Дети войны

22
18
20
22
24
26
28
30

Мы доплывем. Я закрыла глаза. Тепло благодарности растекалось от сердца, заполняя тело и сон, смывая следы страха. В нас верят, мы доплывем.

— На тайном этаже все поют сейчас, — говорил Кори, — новую песню, чтобы у вас было больше света, больше сил. Песня расстояния — она может преодолеть море, я тоже пою ее.

Я слушала его голос, и мне казалось — в нем отголоски напевов, кружащих на запретном этаже. Кори говорил, его рассказ взлетал и падал, обрывался внезапно, сворачивал в бездонную черноту — как в том сне, что приснился мне на берегу реки. Даже слова были почти те же.

— Магия не для меня, — говорил Кори. — Она меня не любит, я не знаю вообще зачем я там, наверху.

Я встрепенулась, сон снова стал ясным. Я видела Кори, отблески огня и отчаяние в его взгляде, видела Коула, державшего нас за руки. Чувствовала, как воздух раскаляется от чувств, смешанных сейчас воедино.

Словно никто не разделял нас, словно мы так и остались одной командой.

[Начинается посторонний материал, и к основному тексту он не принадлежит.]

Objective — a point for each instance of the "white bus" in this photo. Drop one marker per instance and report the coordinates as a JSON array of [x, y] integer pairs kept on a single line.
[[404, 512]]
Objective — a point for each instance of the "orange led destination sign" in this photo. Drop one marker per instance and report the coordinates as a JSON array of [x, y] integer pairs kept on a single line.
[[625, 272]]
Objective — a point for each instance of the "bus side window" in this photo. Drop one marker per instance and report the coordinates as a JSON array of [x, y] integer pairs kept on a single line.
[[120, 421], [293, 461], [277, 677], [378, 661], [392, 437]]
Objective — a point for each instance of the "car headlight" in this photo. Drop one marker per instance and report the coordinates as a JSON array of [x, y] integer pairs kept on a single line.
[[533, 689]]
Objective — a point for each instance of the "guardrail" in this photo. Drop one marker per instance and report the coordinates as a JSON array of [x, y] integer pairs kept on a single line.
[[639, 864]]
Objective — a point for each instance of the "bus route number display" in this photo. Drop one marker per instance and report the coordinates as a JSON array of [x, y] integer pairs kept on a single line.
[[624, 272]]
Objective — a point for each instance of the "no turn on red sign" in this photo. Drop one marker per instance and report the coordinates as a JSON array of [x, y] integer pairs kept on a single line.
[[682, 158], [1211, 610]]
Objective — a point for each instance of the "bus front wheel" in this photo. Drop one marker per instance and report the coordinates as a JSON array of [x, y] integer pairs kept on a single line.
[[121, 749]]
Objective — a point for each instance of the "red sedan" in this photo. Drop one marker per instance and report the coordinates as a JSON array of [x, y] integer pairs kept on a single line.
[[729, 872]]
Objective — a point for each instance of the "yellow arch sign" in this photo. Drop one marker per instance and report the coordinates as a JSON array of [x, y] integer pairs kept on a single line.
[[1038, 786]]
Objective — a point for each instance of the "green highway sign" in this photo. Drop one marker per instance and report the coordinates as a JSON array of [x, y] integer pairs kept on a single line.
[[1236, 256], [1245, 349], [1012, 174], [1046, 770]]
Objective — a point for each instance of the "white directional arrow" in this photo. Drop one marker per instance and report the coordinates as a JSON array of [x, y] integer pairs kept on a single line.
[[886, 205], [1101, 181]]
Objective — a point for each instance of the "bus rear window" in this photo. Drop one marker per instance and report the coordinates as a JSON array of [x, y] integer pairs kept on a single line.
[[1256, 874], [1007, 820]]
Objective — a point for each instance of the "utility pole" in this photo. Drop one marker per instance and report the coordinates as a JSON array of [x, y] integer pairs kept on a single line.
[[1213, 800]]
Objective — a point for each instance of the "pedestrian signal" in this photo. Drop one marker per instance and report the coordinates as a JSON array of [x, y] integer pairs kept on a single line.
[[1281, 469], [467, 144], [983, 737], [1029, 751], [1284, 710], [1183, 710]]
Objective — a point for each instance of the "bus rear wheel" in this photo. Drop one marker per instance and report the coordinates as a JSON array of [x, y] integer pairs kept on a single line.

Может быть, во сне — так и есть.

— Как ты можешь говорить такое? — Я повернулась к Кори, поймала его ладонь. — Ты не просто маг, ты поешь! Поешь, чтобы у нас было больше света! Не говори, что магия не для тебя!

— Я не буду так говорить, — сказал Кори, — когда ты перестанешь говорить, что не способна к магии.

Его слова наяву прозвучали бы странно, — но здесь, во сне, мы все трое вместе. Мы связаны, пронизаны одной силой, и если я не верю, что эта сила послушна мне, то и Кори не верит.

Это было так просто, так понятно, что ответ пришел сам собой.

— Хорошо, — сказала я. — Обещаю.

Когда я проснулась, вокруг была ночь. Непроглядная, черная, не различить ничего. Мельтиар обнимал меня, я чувствовала жар его крови, слышала дыхание. Мир качался, чуть приметно, — но это не пугало. Словно мы и впрямь летим и нас несет ветер, а не волны.

Пальцы Мельтиара скользнули по моим волосам, по щеке, остановились на губах.

— Получилось? — спросил он.

Я кивнула, и сразу, — чтобы не забыть и не передумать, — сказала:

— Я готова учиться магии.

Мельтиар засмеялся, прижал меня к себе.

— Я так рад, — сказал он, и его радость, бескрайня и темная, заслонила мир, не дала мне ответить.